ICL is the world’s biggest producer of flame retardants and invests tremendous resources in developing the next generation of flame retardants, suitable for advanced technologies and the arising demands in that field.

“In the vehicle industry, there has always been massive use of flame retardants,” says the Marketing Manager at ICL’s department of flame retardants for electronic components. “In the last few years several trends make this field even more demanding. First, the rising number of vehicles, especially in developing countries; Second, the penetration of more advanced technologies into the vehicles — such as moving to electric cars or using driving autonomous systems. These trends cause a rise in the number of embarked electronic systems in vehicles. At the same time, there is greater use of plastic instead of metal, in order to keep weight and thus energy consumption lower. The move to plastic requires growing use of flame retardants.

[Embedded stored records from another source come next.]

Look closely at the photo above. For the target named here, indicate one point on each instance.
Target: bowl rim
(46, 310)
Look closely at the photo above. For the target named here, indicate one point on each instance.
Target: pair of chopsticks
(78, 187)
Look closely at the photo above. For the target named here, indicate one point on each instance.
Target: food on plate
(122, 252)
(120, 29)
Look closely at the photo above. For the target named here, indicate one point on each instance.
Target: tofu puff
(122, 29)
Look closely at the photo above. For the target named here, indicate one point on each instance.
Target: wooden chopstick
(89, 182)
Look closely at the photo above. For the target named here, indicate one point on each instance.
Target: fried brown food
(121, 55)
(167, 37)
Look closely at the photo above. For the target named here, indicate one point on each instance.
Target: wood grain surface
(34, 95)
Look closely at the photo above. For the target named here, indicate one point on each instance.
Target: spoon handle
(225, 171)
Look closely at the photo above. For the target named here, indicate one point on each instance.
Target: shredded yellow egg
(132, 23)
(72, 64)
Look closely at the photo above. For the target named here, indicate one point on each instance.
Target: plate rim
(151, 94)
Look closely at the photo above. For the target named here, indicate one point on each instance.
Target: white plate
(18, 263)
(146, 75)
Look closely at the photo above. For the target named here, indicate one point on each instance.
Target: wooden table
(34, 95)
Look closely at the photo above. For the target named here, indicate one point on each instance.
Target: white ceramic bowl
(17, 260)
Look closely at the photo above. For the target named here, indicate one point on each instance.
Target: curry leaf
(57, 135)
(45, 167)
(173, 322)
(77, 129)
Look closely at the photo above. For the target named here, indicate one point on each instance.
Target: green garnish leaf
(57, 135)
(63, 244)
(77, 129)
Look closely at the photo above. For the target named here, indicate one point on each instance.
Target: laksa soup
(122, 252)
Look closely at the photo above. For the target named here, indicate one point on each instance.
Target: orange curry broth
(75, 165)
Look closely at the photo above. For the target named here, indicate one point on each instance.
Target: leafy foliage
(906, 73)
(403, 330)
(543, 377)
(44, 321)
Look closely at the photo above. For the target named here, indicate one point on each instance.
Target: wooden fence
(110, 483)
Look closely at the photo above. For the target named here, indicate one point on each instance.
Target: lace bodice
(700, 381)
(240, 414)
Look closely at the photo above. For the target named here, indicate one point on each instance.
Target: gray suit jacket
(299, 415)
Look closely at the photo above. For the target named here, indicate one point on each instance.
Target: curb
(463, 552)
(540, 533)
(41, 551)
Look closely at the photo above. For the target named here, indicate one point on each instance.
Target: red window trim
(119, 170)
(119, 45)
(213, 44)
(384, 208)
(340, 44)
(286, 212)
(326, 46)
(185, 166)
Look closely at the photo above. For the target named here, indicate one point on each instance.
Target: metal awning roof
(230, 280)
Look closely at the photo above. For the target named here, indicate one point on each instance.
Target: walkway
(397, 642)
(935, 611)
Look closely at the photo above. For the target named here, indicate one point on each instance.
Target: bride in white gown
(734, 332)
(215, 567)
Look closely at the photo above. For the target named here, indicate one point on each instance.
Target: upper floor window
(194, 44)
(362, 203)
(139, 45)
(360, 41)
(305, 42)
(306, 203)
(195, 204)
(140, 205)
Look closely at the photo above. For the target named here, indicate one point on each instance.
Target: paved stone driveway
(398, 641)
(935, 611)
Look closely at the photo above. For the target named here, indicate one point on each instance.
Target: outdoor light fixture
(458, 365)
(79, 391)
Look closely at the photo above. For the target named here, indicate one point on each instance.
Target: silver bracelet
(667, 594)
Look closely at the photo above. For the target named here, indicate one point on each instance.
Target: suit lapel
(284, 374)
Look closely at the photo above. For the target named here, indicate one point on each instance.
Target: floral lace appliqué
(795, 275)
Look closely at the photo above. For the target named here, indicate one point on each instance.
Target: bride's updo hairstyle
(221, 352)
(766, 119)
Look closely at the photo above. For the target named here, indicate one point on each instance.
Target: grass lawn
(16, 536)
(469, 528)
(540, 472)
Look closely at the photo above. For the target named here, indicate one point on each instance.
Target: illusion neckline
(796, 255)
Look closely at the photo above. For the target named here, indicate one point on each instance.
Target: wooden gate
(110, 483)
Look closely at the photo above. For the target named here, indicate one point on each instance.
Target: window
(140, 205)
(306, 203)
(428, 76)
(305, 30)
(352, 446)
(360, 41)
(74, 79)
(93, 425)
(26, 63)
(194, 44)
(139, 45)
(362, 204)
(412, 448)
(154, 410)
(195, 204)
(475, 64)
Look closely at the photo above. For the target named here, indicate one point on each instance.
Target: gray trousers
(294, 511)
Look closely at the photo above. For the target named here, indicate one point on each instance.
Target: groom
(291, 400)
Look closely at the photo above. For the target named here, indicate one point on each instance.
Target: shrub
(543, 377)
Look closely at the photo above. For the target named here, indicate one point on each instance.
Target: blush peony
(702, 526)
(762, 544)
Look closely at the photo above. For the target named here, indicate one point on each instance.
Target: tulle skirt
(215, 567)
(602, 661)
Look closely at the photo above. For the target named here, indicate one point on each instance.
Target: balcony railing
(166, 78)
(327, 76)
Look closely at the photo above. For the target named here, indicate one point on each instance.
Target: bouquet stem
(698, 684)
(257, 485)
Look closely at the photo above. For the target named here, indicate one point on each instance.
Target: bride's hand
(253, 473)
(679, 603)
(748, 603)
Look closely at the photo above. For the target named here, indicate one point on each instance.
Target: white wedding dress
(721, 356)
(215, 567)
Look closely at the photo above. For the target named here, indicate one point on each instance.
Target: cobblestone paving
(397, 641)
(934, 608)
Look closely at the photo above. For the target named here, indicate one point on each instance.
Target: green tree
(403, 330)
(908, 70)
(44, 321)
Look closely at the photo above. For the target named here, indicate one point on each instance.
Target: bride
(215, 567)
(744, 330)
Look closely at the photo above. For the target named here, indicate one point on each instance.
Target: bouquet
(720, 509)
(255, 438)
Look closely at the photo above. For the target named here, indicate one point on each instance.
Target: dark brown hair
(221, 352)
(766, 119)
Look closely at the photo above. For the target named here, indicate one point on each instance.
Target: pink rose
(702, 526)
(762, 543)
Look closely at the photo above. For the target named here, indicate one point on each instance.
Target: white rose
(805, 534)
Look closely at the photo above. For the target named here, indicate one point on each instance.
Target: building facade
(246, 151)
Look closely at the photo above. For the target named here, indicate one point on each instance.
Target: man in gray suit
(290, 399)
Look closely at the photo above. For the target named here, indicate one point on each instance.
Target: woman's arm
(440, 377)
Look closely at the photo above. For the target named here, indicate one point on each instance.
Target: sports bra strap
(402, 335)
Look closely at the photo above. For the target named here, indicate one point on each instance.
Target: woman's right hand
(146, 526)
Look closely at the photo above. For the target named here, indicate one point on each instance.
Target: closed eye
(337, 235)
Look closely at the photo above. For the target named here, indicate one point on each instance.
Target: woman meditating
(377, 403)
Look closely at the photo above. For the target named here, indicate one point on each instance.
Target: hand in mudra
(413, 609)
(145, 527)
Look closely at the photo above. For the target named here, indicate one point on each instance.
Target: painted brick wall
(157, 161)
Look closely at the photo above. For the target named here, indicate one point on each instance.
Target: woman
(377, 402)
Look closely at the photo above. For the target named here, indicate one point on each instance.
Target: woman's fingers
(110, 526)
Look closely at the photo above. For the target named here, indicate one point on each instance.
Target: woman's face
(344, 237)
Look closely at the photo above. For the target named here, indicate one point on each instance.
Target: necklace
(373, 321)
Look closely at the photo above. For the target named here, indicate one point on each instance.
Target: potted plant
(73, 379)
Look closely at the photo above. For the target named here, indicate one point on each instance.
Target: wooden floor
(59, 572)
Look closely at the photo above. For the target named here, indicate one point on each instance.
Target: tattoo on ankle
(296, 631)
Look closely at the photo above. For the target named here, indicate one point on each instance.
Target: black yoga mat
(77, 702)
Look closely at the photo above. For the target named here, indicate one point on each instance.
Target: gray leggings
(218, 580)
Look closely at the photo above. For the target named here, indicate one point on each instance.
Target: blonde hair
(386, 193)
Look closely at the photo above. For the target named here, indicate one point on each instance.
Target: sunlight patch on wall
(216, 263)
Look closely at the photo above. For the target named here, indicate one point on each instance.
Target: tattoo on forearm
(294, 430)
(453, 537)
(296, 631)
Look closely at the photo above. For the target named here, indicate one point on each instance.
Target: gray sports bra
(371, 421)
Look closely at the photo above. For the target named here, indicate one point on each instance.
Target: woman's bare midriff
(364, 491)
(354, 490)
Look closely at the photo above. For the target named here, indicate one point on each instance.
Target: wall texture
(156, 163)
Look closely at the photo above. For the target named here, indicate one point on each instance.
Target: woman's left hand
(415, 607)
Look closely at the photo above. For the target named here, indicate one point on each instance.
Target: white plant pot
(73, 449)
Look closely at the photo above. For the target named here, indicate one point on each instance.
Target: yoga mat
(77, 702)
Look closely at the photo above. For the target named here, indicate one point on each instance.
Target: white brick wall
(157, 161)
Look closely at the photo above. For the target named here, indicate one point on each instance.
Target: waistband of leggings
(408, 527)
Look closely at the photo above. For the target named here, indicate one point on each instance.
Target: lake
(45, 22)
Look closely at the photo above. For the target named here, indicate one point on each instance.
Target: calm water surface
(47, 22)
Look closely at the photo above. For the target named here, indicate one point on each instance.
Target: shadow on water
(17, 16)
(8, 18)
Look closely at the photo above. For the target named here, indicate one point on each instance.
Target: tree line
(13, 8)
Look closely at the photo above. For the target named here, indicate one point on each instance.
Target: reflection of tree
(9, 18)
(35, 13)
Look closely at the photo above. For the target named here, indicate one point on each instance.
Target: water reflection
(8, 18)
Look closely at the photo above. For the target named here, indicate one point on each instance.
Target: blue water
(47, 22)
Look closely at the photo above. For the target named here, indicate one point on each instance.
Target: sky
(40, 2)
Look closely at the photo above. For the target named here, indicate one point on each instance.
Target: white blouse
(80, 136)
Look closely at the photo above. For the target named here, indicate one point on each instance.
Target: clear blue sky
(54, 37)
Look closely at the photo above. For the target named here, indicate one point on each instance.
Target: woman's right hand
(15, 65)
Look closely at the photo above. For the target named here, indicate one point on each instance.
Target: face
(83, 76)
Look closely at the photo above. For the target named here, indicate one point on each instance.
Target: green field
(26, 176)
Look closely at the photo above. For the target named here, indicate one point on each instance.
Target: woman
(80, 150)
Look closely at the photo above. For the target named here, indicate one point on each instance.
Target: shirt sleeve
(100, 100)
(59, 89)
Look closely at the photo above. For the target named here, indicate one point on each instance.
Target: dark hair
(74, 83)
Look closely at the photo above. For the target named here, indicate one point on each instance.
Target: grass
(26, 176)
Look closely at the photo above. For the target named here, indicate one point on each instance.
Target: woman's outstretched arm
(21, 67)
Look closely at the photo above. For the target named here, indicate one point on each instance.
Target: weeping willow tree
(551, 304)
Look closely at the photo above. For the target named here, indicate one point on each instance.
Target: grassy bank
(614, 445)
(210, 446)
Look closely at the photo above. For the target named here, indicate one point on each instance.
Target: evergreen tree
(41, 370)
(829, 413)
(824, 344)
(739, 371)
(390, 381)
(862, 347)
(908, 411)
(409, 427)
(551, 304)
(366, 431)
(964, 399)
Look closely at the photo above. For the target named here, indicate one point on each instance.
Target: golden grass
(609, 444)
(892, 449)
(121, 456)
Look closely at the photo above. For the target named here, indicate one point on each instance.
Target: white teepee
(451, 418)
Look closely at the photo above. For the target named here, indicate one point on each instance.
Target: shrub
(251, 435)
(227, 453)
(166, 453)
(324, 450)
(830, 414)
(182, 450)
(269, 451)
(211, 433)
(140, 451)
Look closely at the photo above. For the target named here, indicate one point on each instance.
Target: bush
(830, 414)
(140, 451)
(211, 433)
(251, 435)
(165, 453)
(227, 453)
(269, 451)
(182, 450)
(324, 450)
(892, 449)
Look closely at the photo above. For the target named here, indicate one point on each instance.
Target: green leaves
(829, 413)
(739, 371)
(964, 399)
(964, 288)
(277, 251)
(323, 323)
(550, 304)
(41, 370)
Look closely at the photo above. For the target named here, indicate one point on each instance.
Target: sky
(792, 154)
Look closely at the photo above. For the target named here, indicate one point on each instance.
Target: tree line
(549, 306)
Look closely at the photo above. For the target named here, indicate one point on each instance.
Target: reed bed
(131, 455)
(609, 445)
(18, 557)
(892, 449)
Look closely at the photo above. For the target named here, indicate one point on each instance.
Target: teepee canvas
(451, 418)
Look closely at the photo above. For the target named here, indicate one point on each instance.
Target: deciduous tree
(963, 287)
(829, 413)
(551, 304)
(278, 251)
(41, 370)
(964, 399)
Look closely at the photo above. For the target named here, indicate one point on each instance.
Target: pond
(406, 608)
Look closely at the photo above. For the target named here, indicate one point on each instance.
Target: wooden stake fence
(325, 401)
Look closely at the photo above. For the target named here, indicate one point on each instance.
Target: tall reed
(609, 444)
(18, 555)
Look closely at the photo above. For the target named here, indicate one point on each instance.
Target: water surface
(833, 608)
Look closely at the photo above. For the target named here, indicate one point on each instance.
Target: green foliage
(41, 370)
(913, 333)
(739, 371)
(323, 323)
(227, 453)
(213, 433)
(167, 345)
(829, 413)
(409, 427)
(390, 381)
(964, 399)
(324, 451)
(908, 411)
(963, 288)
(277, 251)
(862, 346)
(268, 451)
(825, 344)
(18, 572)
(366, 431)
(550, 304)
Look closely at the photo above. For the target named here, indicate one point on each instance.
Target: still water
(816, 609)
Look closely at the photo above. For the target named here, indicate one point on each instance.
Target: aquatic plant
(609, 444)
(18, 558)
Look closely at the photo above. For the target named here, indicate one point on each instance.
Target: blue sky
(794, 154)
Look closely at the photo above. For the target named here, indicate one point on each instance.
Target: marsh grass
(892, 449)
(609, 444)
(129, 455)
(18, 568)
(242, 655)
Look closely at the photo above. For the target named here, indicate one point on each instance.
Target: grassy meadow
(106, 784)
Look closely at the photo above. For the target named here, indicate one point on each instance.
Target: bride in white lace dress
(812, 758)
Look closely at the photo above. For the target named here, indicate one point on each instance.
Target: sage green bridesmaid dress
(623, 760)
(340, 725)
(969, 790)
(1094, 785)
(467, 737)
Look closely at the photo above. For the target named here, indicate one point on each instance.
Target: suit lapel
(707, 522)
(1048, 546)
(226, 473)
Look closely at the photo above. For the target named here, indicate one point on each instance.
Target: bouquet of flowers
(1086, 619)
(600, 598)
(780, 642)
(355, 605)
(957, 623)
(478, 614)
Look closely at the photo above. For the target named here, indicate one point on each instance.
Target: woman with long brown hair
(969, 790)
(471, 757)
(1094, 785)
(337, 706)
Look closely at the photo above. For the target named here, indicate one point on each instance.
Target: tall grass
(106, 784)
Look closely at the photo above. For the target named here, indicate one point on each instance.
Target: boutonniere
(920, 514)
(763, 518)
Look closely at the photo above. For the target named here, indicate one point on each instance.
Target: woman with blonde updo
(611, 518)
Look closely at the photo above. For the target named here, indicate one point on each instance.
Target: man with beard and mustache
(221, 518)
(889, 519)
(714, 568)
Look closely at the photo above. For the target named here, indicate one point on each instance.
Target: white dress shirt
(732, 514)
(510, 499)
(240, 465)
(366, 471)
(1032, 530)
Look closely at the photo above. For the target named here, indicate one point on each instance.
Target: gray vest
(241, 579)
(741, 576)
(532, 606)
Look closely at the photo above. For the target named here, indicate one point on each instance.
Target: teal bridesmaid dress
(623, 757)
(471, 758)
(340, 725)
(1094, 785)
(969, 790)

The Global Technical Manager for flame retardants at ICL-IP, says, “In standard cars seats and covers, as well as all of plastic parts, have flame retardance properties that enable passengers to flee the car if it catches fire. The main problem stems from the car’s critical systems, under the hood part, electronic assemblies and electrical wirings. These have been going through major transformations in the past few years, moving from 12 volts to much higher voltages in autonomous and electric vehicles, raising fires’ hazards. Flame retardants are thus of critical importance in the modern vehicle industry.”

As the world’s biggest producer of flame retardants, and to enable the industry to meet global and local fire safety standards, ICL-IP has established sophisticated fire laboratories for testing flame retardants’s efficiency, by using the most innovative methods. “In these labs, we simulate production processes of most of the applications into which flame retardants are added. First we check the flame retardants ability to achieve recognized fire safety then we confirm properties of the plastics and polymers are not affected by the flame retardant addition”, explains the technical person. “Clearly, if the physical attributes of the plastic, such as strength, elongation or shade, are reduced during the process of flame retardants incorporation, the end product will not fulfil its function. ICL-IP R&D teams thus continuously work at developing flame retardants suitable for different and ever evolving uses, by maintaining end products essential properties while still being able to delay fire’s burst that may endanger human lives.”